We currently show olive oil consumption following the historic trend of increasing annually between two and four percent
The department estimates that the vast majority of the production decrease will take place in the European Union, with the exception of Spain. On the other side of the Mediterranean, two of the region’s largest producers – Tunisia and Turkey – are expected to have lower harvests than they did in 2019 as well.See Also: 2020 Harvest News
“Both Tunisia and Turkey are poised to have off years with Morocco looking for an on year,” USDA senior agricultural economist Bill George told Olive Oil Times. “With us currently showing the E.U. [which is responsible for two-thirds of global olive oil production] as being nearly flat year-to-year in 2021, our global production is reduced.”
Olive oil analysts in Spain largely agree with the USDA estimates and expect the 2020/21 crop year to resemble the 2018/19 crop year in the Mediterranean basin, in which Spain produced a record-high 1.79 million tons of olive oil.
These analysts also expect production in Greece, Italy, Morocco, Portugal and Tunisia to be similar to what they were in the 2018/19 crop year.
“Pressed olive oil in Spain for 2019/20 was reported by [our] source at 1.2 million tons with the potential for this to increase significantly in 2020/21, possibly exceeding the 1.8‑million-ton historic record,” George said.
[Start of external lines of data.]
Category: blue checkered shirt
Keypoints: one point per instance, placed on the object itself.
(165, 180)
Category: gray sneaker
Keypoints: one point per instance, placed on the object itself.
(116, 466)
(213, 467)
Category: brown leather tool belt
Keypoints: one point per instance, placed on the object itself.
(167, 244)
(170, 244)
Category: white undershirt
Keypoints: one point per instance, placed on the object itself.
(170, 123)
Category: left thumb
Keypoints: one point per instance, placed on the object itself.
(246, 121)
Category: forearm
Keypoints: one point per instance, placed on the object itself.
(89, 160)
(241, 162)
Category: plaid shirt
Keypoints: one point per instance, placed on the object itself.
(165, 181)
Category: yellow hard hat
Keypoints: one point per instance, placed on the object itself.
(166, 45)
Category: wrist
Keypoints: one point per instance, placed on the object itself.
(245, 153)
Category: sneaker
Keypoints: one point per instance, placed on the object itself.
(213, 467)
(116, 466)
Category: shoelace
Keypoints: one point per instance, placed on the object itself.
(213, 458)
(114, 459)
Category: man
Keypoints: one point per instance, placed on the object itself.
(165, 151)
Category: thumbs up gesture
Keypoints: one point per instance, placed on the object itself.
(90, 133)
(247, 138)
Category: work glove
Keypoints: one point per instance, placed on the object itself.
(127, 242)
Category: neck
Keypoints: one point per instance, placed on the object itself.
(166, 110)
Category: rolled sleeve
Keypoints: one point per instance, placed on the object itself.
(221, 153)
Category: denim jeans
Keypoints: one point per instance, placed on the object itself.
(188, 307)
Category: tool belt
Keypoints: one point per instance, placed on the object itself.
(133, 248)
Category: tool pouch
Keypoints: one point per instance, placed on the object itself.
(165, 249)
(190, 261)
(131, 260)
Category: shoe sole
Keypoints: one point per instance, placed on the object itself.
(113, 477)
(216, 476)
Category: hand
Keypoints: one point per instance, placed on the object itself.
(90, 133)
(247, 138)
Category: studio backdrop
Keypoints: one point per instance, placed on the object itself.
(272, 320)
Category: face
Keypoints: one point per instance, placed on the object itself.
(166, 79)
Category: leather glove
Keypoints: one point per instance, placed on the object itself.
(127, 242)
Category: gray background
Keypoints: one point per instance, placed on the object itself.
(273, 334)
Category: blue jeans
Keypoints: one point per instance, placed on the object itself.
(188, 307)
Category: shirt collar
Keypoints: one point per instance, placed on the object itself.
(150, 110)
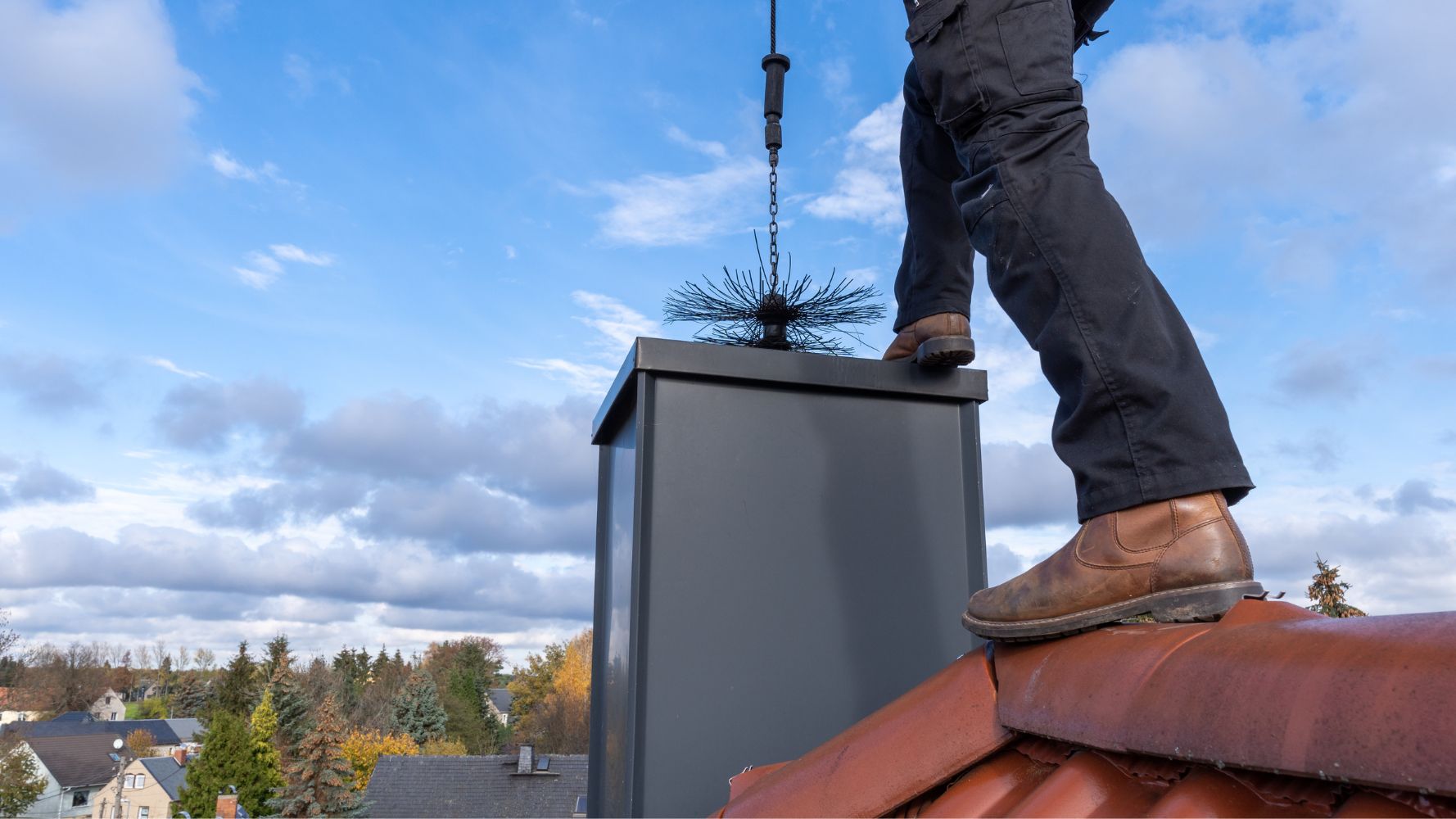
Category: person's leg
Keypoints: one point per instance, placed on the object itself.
(1137, 419)
(934, 283)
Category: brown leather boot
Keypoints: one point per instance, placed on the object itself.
(1180, 560)
(943, 340)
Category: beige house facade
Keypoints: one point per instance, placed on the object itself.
(146, 789)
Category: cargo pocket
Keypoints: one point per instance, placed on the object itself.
(943, 60)
(1037, 39)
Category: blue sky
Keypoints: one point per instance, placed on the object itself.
(306, 306)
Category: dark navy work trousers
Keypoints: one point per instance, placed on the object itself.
(993, 153)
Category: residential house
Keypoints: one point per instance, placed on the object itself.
(16, 706)
(147, 789)
(498, 701)
(522, 785)
(76, 768)
(166, 735)
(110, 706)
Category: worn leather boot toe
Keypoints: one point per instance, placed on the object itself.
(941, 340)
(1180, 560)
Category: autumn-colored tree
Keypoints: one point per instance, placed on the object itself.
(140, 742)
(20, 779)
(363, 749)
(443, 748)
(321, 779)
(265, 755)
(1328, 592)
(561, 720)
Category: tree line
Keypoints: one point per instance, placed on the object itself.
(301, 738)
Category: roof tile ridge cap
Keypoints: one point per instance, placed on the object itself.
(780, 792)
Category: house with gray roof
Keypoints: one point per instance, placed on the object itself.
(498, 699)
(76, 770)
(523, 785)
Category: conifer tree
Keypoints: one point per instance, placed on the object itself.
(1328, 592)
(292, 706)
(321, 779)
(229, 758)
(265, 755)
(418, 712)
(237, 691)
(191, 699)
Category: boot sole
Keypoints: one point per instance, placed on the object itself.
(1194, 604)
(945, 351)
While the USDA expects olive oil production to decrease, the department also predicts an increase in global olive oil consumption. The department cited the growing awareness of olive oil’s health benefits coupled with persistently low prices as the reason for the increased consumption.
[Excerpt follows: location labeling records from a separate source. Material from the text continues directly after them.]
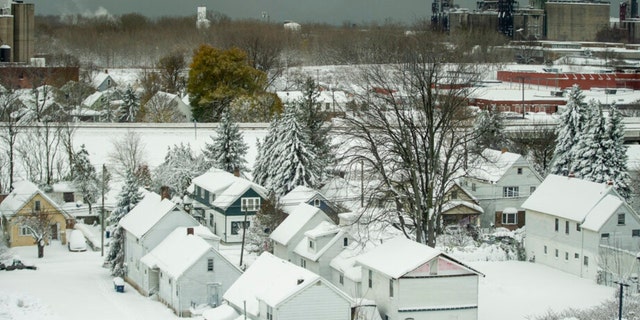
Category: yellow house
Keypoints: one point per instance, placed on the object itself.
(27, 209)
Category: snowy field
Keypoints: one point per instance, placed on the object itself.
(74, 286)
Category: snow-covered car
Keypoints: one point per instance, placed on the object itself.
(77, 241)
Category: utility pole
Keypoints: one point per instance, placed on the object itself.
(102, 214)
(622, 285)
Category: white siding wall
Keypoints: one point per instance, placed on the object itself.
(316, 302)
(541, 232)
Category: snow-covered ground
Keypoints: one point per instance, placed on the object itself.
(74, 285)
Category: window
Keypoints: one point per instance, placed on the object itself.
(210, 264)
(236, 225)
(68, 197)
(250, 204)
(269, 313)
(510, 192)
(509, 218)
(621, 218)
(25, 231)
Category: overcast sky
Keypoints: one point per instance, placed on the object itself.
(329, 11)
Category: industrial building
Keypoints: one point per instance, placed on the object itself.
(17, 27)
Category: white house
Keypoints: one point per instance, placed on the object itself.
(409, 280)
(222, 201)
(581, 227)
(501, 180)
(319, 246)
(291, 231)
(187, 271)
(272, 288)
(146, 225)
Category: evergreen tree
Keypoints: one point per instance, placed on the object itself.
(589, 162)
(178, 169)
(127, 199)
(569, 130)
(617, 154)
(489, 130)
(128, 111)
(85, 177)
(227, 149)
(295, 162)
(315, 122)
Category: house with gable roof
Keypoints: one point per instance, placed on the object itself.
(319, 246)
(272, 288)
(409, 280)
(460, 207)
(291, 231)
(581, 227)
(223, 201)
(26, 199)
(187, 271)
(501, 181)
(304, 194)
(145, 226)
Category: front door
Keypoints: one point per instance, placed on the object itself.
(54, 232)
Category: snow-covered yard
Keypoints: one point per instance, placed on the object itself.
(74, 285)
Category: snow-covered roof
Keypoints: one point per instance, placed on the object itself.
(271, 280)
(597, 217)
(493, 165)
(226, 186)
(222, 312)
(22, 192)
(296, 220)
(177, 252)
(324, 228)
(398, 257)
(455, 203)
(146, 214)
(300, 194)
(566, 197)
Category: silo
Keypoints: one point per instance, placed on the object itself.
(23, 30)
(6, 31)
(5, 53)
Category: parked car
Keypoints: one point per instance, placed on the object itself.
(77, 241)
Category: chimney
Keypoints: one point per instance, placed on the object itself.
(164, 193)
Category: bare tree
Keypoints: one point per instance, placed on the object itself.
(411, 135)
(128, 154)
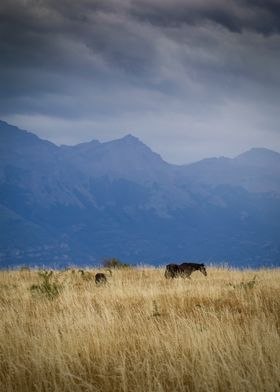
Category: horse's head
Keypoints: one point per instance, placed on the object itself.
(202, 269)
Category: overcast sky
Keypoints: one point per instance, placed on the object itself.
(190, 78)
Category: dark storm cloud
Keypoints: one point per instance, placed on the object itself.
(260, 16)
(142, 65)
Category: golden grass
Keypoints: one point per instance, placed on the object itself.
(141, 333)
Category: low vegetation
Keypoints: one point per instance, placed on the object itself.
(60, 332)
“We currently show olive oil consumption following the historic trend of increasing annually between two and four percent,” George said. “At the time of our forecast, there was little information suggesting a significant change from the historic trend.”
“Olive oil prices in Spain are down significantly from a few years ago which will help encourage continued consumption growth, though Covid-19 and its impact on incomes and consumption patterns could become a factor limiting consumption growth,” he added.
However, George warned that there was no historical analog for predicting what impact the novel coronavirus will have on global olive oil production or consumption.
“This is a bit of an unknown as we are dealing with an event that has no historic analog. Currently, there is no data suggesting a change from current consumption trends.” George said. “The main concerns are how lasting income declines will persist. Will this, along with restrictions on restaurant dining, reduce demand for olive oil?”
“Basically, the two concerns are how [long] the Covid-19 impacts persist and the degree of those impacts,” he added. “Perhaps it’s a bit early to make any significant alterations to current forecasts of consumption given the lack of hard data and historic analogs.”
In the report, the USDA also predicts that increasing consumption and decreasing production will lead to a decline in the E.U.’s olive oil stocks.
The decreasing supply of olive oil on the market and in private storage, the USDA reasons, should lead to a slight price recovery in the 2020/21 crop year.
However, George said that if there were to be record-high production levels once again in Spain, they would offset the dent otherwise being created in those olive oil stocks
“Expanded production in Spain, adding to E.U. production, will only be a negative on prices as global and E.U. carryover into the new year are at recent highs,” he said.
Among the various other highlights of the report, E.U. exports are expected to grow to 725,000 tons, which will also help lower the trading bloc’s massive stocks.
On the other side of the Mediterranean, Moroccan exports are expected to double to 45,000 tons. The department cited government initiatives at growing the sector as part of the reason for this monumental increase.
“In North Africa and the Middle East, investments in olive oil processing and government policies aimed at increasing exports are slowly driving growth,” the USDA report said.
However, in nearby Tunisia olive oil production is likely to decrease drastically as many of the country’s trees enter an off-year. This is expected to lead to a 35 percent decrease, with the North African country exporting a total of 130,000 tons.